He moved onto what sounded like the bridge, fingers of his left hand tapping dully each time the vibranium tips made contact with the keys. Bucky glanced down at them, and a furrow of annoyance appeared between his brows. Darcy watched with concern as his irritation grew. Finally, instead of starting the chorus, he abruptly stopped playing. With a sound of disgust, he spread out the fingers on his prosthetic. Then he balled them into a fist, and hid it in his lap.

“Sorry,” he said. 

Darcy leaned closer, nudging his shoulder with hers. “For what?”

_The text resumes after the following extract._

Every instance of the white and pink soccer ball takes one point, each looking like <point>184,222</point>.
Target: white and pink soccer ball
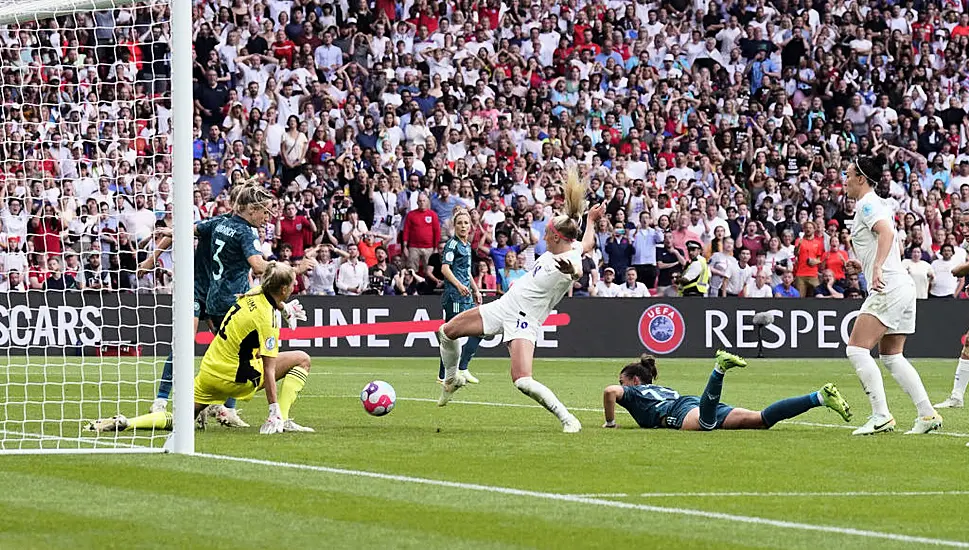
<point>378,398</point>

“For this.” Bucky lifted his hand, metal plates flashing in the afternoon sunlight coming in through the windows. “Ruining the song.”

“It didn’t,” she replied. “I loved the song. I love this hand, too. You know that.”

He huffed. “That’s because you don’t know any different, and you’re being…”

His sentence trailed off, and she looked up at him sharply. “I’m being what?”

There was no reply from Bucky. He just scrubbed his right hand over his chin in the way he did when he was trying to decide what to say.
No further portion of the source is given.